The second proposed amendment would enshrine in the state constitution a provision that already exists in Wisconsin statute, mandating that “only election officials designated by law may perform tasks in the conduct of primaries, elections, and referendums”.
Both proposals were passed by the GOP-controlled state legislature, which sent them to voters after Democratic governor Tony Evers vetoed them. And both, worries Debra Cronmiller, the executive director of Wisconsin’s League of Women Voters, could hurt voters.
“There’s no guarantee that the election will be funded fully in the absence of outside money,” said Cronmiller, of the proposal to ban elections offices from accessing private grants.
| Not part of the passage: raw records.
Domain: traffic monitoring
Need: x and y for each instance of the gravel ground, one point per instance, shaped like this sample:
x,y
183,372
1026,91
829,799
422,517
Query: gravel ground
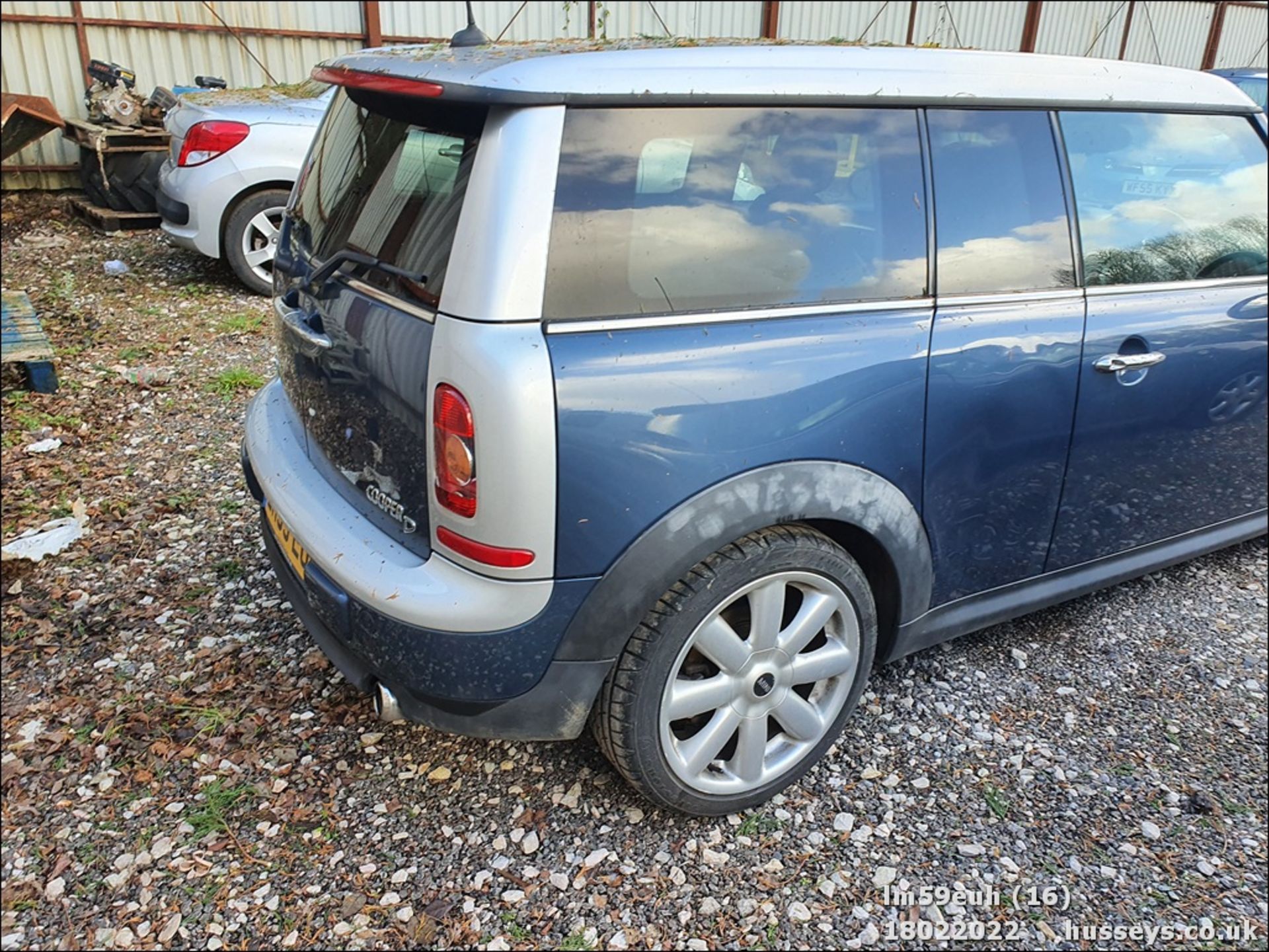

Without sufficient funding – and the state legislature has not proposed additional resources to elections offices – she argued towns and counties are forced to hire fewer poll workers and host fewer polling locations, causing longer lines and a slower tally of the votes and disproportionately impacting poorer and smaller towns.
“They might not have the opportunities that a bigger municipality, that has deeper pockets, might have in order to serve their citizens,” she said.
The second proposed amendment, Cronmiller and other elections experts and voter advocates say, could prevent non-profits and other third party groups from assisting voters in critical ways during elections. Groups that assist in driving voters to the polls, provide residents with information about voter registration, or help in the recruitment of poll workers, for example, could find themselves facing legal challenges for their work.
“We’re all scratching our heads and wondering: is this allowed? If this passes, and if we don’t do those things, how do voters get to the polls?” said Cronmiller.
“Is this a way to suppress the vote?”